How cartoonish forms illustrate dark themes in this work
The panels in this three-part painting, or triptych, by Philip Guston are painted in the loose, vigorous, often cartoon-like manner typical of Guston’s work from the late 1960s until his death in 1980. Like his other work from this period, it’s also filled with veiled autobiographical references and cryptic social commentary. From left to right, Guston titled these canvases Red Sea, The Swell, and Blue Light. His images of shoes, deep red water, and a blank-faced figure may appear playful at first glance, but the scenes all begin to seem less whimsical when considered more carefully.
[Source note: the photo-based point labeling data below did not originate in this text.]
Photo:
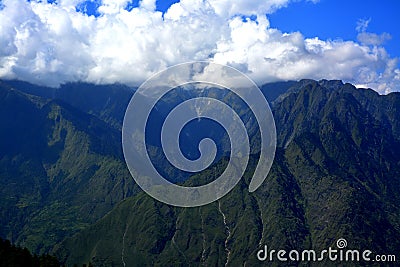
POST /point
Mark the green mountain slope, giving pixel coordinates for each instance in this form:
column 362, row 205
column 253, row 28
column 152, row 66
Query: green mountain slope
column 60, row 169
column 336, row 175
In the left-hand panel, several legs break the surface of a deep red sea, and a few rays of light penetrate the darkness of the sky. In the center panel, a figure is visible floating above the surface of the water along with a shoe and a number of other indecipherable shapes. Something that might be a light switch or a string connected to a window shade hangs just above the surface of the swelling water. In the final panel, a chaotic pile of legs and the soles of shoes float alongside the head, the sun breaks the sky, and a bit of “blue light” comes into view.
The red water covers much of the canvas, and on the lower right we can see a pair of stretcher bars—surely an autobiographical allusion to art making and the artist himself, but whether they are rising with the tide, simply floating on the surface, or being swept away in a flood is left provocatively uncertain.
When these paintings were first exhibited in New York, he carefully arranged them in this order after trying out a number of combinations. Deliverance, drowning, desperate survival, or a mixture of each may be at play here, but it’s up to each viewer to decide.